Bogdan Lis zaznaczył, że Stowarzysznie chce także doprowadzić poprzez zmianę przepisów do tego, by sędzia, którego wyroki są często uchylane, mógł być usunięty z zawodu. Były prokurator krajowy dodał, że obecnie bardzo trudno jest, nawet w razie ewidentnego naruszenia prawa, ukarać sędziego czy prokuratora, bo sądy koleżeńskie w ramach solidarności zawodowej nie decydują o uchyleniu immunitetów.

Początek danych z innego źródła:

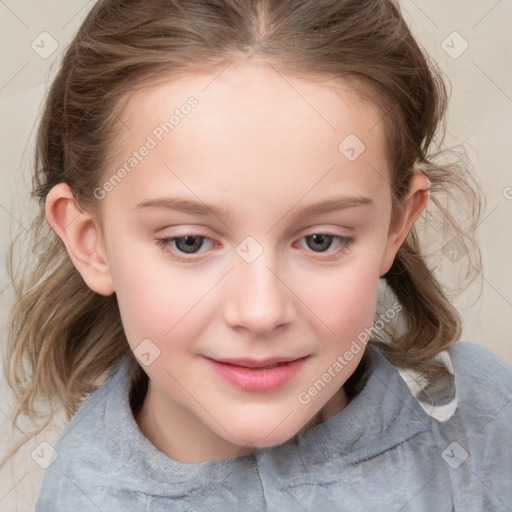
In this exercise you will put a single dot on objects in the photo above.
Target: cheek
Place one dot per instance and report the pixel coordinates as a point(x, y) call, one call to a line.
point(154, 299)
point(344, 300)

Na konferencję zaproszono byłego prezydenta Olsztyna i kandydata na to stanowisko w listopadowych wyborach Czesława Jerzego Małkowskiego. Pytany, w jakim charakterze przybył na spotkanie odpowiedział, że w charakterze gościa. Na pytanie, czy będzie korzystał z pomocy stowarzyszenia, odparł, że nie, bo do obrony wynajął kancelarię prawną i nie zamierza podważać kompetencji swoich obrońców.

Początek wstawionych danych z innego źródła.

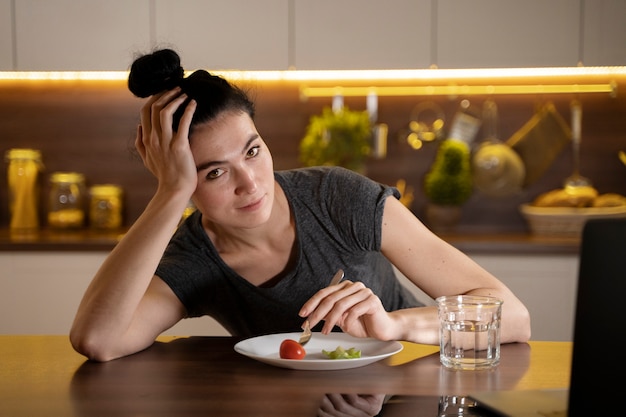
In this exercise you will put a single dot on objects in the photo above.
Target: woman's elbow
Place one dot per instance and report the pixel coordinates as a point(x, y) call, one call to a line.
point(91, 346)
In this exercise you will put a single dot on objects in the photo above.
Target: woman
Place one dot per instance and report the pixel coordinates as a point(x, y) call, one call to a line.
point(259, 252)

Małkowski został w listopadzie 2008 roku w referendum odwołany z funkcji prezydenta Olsztyna. Toczyły się wobec niego dwa postępowania prokuratorskie. Na początku tego roku został prawomocnie oczyszczony przez sąd w sprawie gospodarczej, w której był oskarżony o przekroczenie uprawnień i działanie na szkodę gminy. Miał według śledczych umorzyć podatek od nieruchomości jednej z olsztyńskich firm. Wciąż pozostaje jednak w zainteresowaniu prokuratury w śledztwie dotyczącym tak zwanej seksafery. Prokuratura postawiła mu zarzuty molestowania urzędniczek i gwałtu na jednej z nich, ciężarnej. Ponad rok prokuratura czeka na kolejną opinię biegłych w sprawie Małkowskiego. On sam twierdzi że jest niewinny.